As dificuldades da população da região da Baixada Santista em tratar casos de cardiopatia congênita em bebês serão debatidas em audiência pública na Câmara Municipal de Santos, que acontece no próximo dia 8 de maio, às 19 horas, no auditório Zeny de Sá Goulart.

Presidida pelo vereador Rui De Rosis, a audiência trará à tona a falta de vagas de Unidades de Terapia Intensiva (UTI) cardíaca pediátrica na região e os recentes casos de famílias que sofreram com a ausência do serviço especializado na Baixada, levando inclusive alguns bebês a óbito.
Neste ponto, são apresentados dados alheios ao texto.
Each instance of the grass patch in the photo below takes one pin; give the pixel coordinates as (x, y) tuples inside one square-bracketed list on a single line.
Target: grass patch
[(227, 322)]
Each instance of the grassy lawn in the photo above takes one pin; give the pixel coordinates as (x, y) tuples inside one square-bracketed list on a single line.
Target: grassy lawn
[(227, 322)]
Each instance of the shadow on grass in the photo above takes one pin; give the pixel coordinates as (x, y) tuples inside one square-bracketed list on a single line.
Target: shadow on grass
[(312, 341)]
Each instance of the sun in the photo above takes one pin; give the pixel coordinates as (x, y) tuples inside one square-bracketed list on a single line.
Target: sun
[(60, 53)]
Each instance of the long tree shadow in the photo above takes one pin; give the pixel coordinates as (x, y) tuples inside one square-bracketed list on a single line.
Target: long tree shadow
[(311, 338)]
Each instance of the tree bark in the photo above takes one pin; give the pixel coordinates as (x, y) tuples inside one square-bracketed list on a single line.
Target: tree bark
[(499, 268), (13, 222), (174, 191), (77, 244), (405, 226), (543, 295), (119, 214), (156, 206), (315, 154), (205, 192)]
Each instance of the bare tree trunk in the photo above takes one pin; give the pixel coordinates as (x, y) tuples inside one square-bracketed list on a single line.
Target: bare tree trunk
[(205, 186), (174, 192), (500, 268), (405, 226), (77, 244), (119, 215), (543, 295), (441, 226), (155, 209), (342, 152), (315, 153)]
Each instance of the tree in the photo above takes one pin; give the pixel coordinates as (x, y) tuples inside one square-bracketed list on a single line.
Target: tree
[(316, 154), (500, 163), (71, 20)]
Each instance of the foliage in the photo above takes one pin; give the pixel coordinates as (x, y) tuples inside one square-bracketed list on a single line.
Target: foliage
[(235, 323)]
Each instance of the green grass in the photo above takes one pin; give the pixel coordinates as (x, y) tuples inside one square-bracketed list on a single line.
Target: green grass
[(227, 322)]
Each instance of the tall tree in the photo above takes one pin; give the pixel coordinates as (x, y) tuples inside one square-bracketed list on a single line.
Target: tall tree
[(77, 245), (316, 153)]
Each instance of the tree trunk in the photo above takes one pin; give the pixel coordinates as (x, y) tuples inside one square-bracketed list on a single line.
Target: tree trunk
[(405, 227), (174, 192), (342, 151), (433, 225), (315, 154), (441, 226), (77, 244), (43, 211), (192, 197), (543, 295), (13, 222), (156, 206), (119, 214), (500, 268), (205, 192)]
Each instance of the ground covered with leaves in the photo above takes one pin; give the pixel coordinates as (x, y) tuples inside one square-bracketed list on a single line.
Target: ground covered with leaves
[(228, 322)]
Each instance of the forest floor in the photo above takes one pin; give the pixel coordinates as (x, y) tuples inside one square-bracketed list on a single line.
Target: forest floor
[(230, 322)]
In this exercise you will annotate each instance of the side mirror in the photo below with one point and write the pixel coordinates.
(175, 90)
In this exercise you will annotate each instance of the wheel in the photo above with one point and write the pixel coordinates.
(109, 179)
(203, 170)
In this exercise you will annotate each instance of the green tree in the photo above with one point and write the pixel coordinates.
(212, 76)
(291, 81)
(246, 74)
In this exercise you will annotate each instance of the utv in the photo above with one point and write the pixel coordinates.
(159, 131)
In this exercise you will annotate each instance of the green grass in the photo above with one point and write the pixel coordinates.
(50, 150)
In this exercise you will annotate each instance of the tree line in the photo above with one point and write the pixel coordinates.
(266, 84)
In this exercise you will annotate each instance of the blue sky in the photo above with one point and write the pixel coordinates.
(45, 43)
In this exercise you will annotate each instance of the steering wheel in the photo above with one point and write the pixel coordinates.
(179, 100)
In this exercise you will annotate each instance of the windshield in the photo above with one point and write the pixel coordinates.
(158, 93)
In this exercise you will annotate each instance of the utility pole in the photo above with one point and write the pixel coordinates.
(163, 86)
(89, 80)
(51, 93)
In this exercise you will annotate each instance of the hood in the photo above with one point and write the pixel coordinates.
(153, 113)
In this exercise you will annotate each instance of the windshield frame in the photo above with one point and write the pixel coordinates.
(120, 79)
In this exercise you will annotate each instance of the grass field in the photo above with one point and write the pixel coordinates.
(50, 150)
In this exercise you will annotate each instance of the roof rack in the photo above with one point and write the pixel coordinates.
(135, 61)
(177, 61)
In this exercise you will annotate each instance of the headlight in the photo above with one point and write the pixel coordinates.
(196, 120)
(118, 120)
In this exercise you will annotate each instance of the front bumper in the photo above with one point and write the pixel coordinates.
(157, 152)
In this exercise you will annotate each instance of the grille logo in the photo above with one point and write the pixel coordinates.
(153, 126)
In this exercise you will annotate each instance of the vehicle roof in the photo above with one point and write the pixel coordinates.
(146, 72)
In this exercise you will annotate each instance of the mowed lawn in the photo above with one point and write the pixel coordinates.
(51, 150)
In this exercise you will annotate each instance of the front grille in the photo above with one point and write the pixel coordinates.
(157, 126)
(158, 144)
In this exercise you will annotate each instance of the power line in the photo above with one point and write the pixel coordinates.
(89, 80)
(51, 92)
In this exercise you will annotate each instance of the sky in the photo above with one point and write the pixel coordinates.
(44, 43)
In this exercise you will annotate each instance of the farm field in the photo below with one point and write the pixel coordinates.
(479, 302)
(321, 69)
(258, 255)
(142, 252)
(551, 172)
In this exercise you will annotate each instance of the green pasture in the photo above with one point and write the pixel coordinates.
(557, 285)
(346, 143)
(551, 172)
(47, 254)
“A audiência possibilitará reunir os poderes Executivo e Legislativo de várias cidades da região, em busca de soluções metropolitanas para esse problema”, salienta o vereador.

Foram convidados representantes dos poderes Executivo e Legislativo das cidades, além de autoridades da área da saúde de toda a Baixada, entre elas a coordenadora do Departamento Regional de Saúde da Baixada Santista – Santos – DRS IV, Paula Covas.

A cardiopatia congênita é detectada ainda durante a gestação. Com isso, é possível saber com antecedência da necessidade das vagas em UTI Neonatal cardíaca. “As gestantes conseguem muitas vezes uma decisão na justiça, mas nada muda. Elas lutam pela vida dos filhos. Convivem durante a gravidez com a ideia de que seu filho pode morrer. Isso é inconcebível”, desabafa De Rosis.

ESTATÍSTICAS – A cada três bebês nascidos na Baixada Santista com cardiopatia congênita, um morre. A Baixada Santista conta com apenas 55 leitos de UTI Neonatal, e nenhuma delas é apropriada para o tratamento cardíaco. Em todo país, faltam mais de 3 mil leitos de UTI Neonatal.